バック・メンバーも凄いです。ブランフォード・マルサリスにダリル・ジョーンズにジョン・スコフィールドに帰ってきたマクラフリン。。あぁ、目が回る。
― Warner Bros. 期 ―
8.マイルス・デイヴィス 『 TUTU (1986) 』▼
マイルス、ワーナー移籍第1作。
当時若干27歳だったベーシスト兼アレンジャーのマーカス・ミラーにプロダクションを委ねた、後期マイルスを代表する傑作。
潔いジャケ写は世界的カメラマン、アービング・ペンのてによるもの。
ちなみにタイトルの『TUTU』だが、間違って読んでる方が多いので改めて。「ツツ」と呼びます。ノーベル平和賞を受賞した反アパルトヘイト運動の旗手、デズモンド・ツツのこと。
シンセサイザーを多用した打ち込みの世界に、マイルスの熱のこもった一発が魅力です。
このアルバムからラスト・アルバムとなった『 Doo-Bop (1991) 』まで、マイルスはサウンド・プロダクションを有能なアーティストにほとんど任せるようになった。
しかし、彼のトランペットの音は、『Cockin'』とは変わりがない。サウンドは変わっても、マイルスの音楽に対する熱き心は変わっていない。一貫してマイルスの音楽はマイルスそのものだったのだ。
― 番外 ―
9.マイルス・デイヴィス 『死刑台のエレベーター - Ascenseur Pour L'Echafaud (Lift To The Scaffold) (1958) 』▼
当時ジャズが盛んだったフランスで録音された、マイルス初のオリジナル・サウンド・トラック。
わたしがマイルスの魅力に初めて触れたのは、実はこのルイ・マル監督の映画からだった。

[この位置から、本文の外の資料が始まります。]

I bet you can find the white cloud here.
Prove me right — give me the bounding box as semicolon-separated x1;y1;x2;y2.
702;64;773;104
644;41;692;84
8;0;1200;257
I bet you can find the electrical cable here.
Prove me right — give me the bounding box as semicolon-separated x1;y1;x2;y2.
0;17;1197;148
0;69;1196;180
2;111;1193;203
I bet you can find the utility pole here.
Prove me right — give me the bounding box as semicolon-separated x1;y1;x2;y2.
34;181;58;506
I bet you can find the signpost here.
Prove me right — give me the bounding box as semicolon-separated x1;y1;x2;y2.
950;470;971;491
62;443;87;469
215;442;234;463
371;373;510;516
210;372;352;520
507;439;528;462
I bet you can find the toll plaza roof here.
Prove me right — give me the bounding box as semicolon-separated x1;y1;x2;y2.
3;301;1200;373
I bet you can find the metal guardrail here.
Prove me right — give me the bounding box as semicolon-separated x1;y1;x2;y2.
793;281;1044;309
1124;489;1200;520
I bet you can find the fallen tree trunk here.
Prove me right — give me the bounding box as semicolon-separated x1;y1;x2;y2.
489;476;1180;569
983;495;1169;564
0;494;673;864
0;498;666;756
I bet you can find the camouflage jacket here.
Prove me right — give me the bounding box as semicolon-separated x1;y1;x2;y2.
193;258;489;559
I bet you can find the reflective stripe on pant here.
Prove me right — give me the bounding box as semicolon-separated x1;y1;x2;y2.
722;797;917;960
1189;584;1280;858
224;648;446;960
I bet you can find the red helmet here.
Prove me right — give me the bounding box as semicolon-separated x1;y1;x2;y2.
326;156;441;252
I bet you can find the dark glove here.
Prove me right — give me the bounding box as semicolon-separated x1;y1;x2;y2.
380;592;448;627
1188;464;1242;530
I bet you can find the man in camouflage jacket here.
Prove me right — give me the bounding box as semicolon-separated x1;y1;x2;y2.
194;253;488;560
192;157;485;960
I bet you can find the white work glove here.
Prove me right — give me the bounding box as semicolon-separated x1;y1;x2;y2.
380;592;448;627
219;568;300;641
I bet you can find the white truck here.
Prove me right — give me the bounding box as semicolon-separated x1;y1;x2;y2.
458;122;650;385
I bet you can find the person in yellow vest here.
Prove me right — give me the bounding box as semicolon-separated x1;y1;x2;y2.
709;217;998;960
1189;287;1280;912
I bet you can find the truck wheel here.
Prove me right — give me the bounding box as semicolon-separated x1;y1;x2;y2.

ジャンヌ・モローの美しさ、綿密なプロット。完璧なカメラ・ワーク。そして、それらを更に輝かしてくれたマイルスのトランペット。
この映画はマイルス抜きでは語れない。
夜の街を彷徨うように歩くモローに被さるマイルスのトランペット。即興演奏の極みだ。
以後、わたしがヌーヴェルヴァーグに嵌ったのも、実はマイルスのおかげだったのかも知れない。
ジャズ界の帝王、そして音楽界の試金石となった、マイルス・デイヴィス。
マイルスという宇宙で、わたしはいつまでも遊泳を続けるだろう。